Leaders of the mainstream Free Syrian Army, “don’t support the jihadists or their tactics,” writes The Washington Post’s Jackson Diehl. “But as the war in cities like Aleppo becomes more desperate, Jabhat al-Nusra has provided precious reinforcements:”
Thanks to generous support from sources in Saudi Arabia and other Persian Gulf states, its units are often better-armed than secular forces, which have been starved by Obama’s ban on U.S. weapon supplies. The result, says O’Bagy, is that the character of Syria’s opposition has changed. “It’s no longer a pro-democracy force trying to bring down a dictatorship. It no longer holds the moral high ground. They have muddied the waters.”

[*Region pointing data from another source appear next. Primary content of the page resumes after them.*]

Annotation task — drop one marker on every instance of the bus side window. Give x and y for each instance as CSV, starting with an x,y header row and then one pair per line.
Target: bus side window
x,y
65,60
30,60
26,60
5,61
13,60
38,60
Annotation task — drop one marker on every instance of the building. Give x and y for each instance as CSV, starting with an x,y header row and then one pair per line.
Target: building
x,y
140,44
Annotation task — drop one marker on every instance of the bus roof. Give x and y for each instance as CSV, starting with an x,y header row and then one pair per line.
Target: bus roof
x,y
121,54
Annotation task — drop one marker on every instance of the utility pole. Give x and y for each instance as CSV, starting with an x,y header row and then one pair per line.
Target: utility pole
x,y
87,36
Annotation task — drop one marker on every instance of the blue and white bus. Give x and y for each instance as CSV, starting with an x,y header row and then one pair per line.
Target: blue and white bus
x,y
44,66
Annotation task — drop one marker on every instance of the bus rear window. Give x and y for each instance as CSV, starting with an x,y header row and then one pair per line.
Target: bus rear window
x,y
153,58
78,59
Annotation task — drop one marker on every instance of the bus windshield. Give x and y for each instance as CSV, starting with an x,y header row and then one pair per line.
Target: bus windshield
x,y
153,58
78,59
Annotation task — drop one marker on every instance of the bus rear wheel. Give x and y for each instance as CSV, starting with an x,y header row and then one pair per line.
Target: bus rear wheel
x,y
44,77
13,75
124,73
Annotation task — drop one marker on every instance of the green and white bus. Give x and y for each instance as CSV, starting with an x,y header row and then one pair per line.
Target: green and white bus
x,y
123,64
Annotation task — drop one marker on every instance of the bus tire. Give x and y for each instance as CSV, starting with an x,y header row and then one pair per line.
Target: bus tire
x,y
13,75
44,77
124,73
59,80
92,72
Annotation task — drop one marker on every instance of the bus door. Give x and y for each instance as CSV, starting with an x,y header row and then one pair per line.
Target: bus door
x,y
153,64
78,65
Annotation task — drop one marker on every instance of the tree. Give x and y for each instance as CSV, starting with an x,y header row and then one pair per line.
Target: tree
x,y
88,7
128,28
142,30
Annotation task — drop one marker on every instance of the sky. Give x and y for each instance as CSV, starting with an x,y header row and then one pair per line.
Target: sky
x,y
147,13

“Have the horrors being perpetrated in Syria, let alone the dismal aftermath of the revolts in Egypt, Libya and Tunisia, roused Western governments and opinion makers from their blind faith in dictatorial regimes as a force for stability or reform?” asks former Soviet dissident Natan Sharansky.
“Both U.S. presidential candidates have spoken of the importance of tying financial and diplomatic support from the free world to evidence of democratic reform in the Arab world,” he writes. “All of this is well and good, as far as it goes,” notes Sharansky, author of The Case for Democracy:
But a policy of linkage is not a matter of a campaign, or a season, or a year. Nor can it be selective. It must be unwavering and consistent for many years, applied with as much force to Saudi Arabia and the Palestinian Authority as to Egypt and Libya. Needed from the governments of the free world is a combination of pressure and encouragement, two instruments aimed as one at nurturing the spread of free institutions, the rule of law and democratic institutions in all areas of civic life. Only under conditions in which sufficient numbers of citizens are prepared to fight to preserve their hard-won freedoms can one begin to imagine the advent of truly representative governments in the Arab world
“Rebels engaged in street fighting may no longer realize it, but the game is still fundamentally political,” Hokayem notes:
In the short term, incentives and guarantees must be offered to key social and minority groups, and fence-sitters. At a later stage, a political discussion over Syria’s future will have to happen, not with the regime but rather with its remnants. It will require credible interlocutors able to deliver on compromises. The example of the recent, failed Eid truce is instructive: there was no one in the armed opposition to call and even then, no leverage over them……”Positive dependency” is fundamentally about strengthening the political hand of the Syrian opposition. It is also about containing the worst instincts of warlords and military leaders who, having seized power through blood and force, will be reluctant to abide by the rules of politics.
“Better weapons would require better training and organisation to be effective,” Hokayem concludes. “Herein lies one last opportunity to instil discipline and create dependency. For external actors who worry about the day after the Assads, this is a momentous challenge.”